Is 2022 the year Covid will end? The one reason to be hugely optimistic as expert hails game-changer

Covid has wreaked havoc across the world this festive season with many nations seeing record numbers of cases.

Infections continue to soar here as the Omicron variant of the virus spreads like wildfire throughout the country.

Ireland was among dozens of states around the globe where Christmas and New Year Covid restrictions were once again imposed in response to the more transmissible strain of coronavirus.

But could 2022 be the year we finally see the back of Covid? It looks like we could be in luck, according to a top medic.

Australia's former deputy chief medical officer Nick Coatsworth claims we are winning the fight against the virus.

Christmas shoppers on Grafton Street during the Covid pandemic in Dublin’s City Centre. (Gareth Chaney/Collins)

"In 2022, the Covid-19 pandemic will end. It is now the most treatable respiratory virus known to man," he told the Sydney Herald.

"Driven by the inevitable spread of the Omicron variant and the use of vaccines, the global population will generate immunity to this virus.

"We will live our lives again as part of the incredibly social and incurably optimistic human species that thrives on this planet and has emerged from countless pandemics over history stronger and more capable of managing the next."

His views were echoed by top Irish immunologist Luke O'Neill, who believes we will see a return to normal life this year.

Professor O’Neill said: “By the time we get to March and April, it will be a different story entirely – watch.”
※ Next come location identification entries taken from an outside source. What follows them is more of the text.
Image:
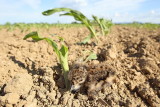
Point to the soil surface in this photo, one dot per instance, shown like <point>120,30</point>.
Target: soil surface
<point>31,77</point>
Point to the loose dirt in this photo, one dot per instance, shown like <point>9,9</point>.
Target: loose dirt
<point>31,77</point>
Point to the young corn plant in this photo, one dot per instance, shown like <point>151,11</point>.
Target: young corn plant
<point>62,53</point>
<point>104,24</point>
<point>78,16</point>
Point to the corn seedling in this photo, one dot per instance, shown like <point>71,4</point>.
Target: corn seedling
<point>104,24</point>
<point>62,53</point>
<point>78,16</point>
“We will be able to live with it, because of all these various strategies.

“New anti-viral treatments will be approved in February and that will be a huge weapon.
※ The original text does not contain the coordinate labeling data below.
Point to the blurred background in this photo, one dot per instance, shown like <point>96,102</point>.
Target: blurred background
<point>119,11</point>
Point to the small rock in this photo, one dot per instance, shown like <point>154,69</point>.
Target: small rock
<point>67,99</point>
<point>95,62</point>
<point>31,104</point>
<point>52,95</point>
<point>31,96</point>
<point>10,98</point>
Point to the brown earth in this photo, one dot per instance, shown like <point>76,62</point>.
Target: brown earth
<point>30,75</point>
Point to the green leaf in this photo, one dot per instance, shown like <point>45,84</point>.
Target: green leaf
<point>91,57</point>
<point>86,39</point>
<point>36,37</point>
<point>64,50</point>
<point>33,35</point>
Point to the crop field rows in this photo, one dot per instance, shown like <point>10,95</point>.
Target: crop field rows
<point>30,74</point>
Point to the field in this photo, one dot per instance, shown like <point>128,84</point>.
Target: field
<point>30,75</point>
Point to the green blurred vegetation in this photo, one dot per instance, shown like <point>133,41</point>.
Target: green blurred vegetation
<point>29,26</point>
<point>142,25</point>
“We know a lot about this virus now – for heaven’s sake, it’s been almost two years. We have a heavily vaccinated population, which is brilliant, with a strong booster to sustain protection.
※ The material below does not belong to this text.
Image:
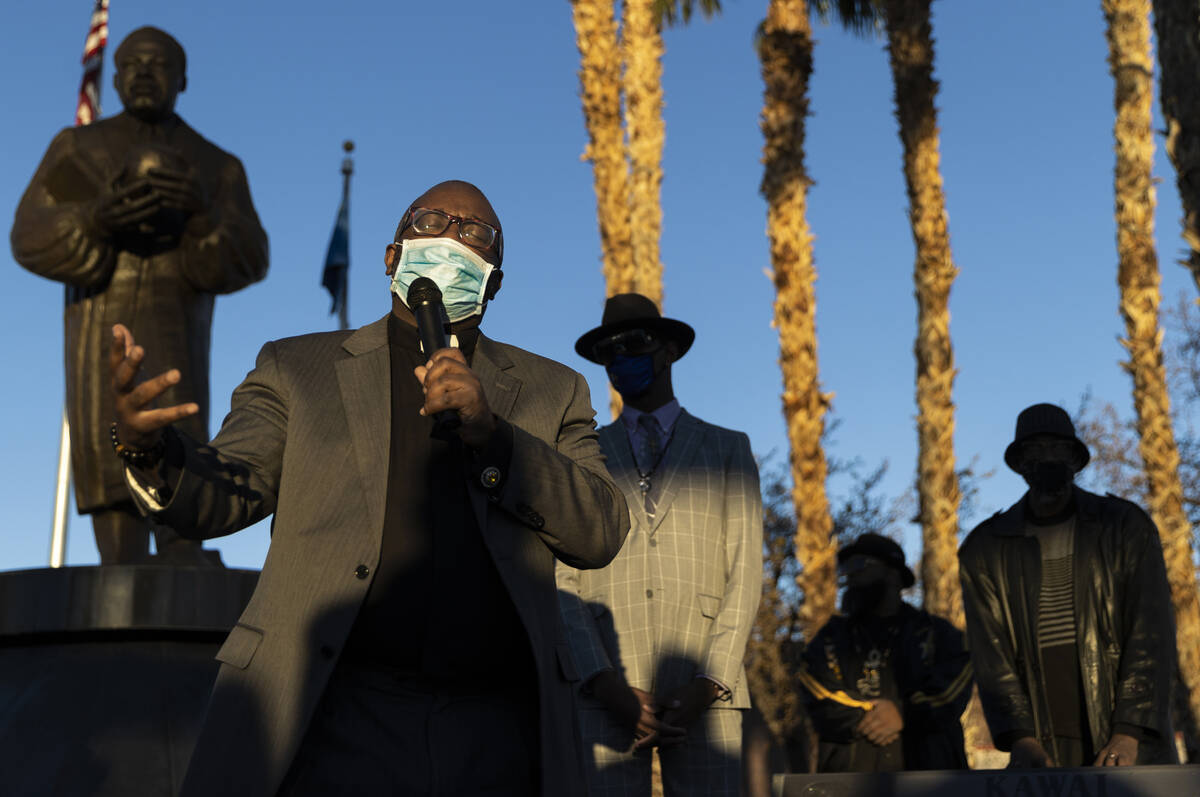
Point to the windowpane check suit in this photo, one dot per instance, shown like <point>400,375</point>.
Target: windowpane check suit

“When you put it all together, by the time we get to St Patrick’s Day, the virus will have gone away almost from Ireland, it will seem to be in the background.”

According to O’Neill, who is a Professor at Trinity College’s School of Immunology, the best news of 2022 is anti-viral drug Paxlovid, which is a game-changer.

He revealed: “They released the data in December and it’s great. It decreases the risk of hospitalisation in the over 65s by 94%.

“Let’s say in February or March, you get infected. There will still be infections, because the virus isn’t going to go away – we’re just going to know how to manage it.

“So you feel a little rough and you get a test – an antigen test will suffice, probably – and you take an anti-viral and that will kill the virus.

"It gives about 80 to 90% protection across the board. So we have a tablet now as well as a vaccine – science has delivered both things. The anti-viral will keep things under control.”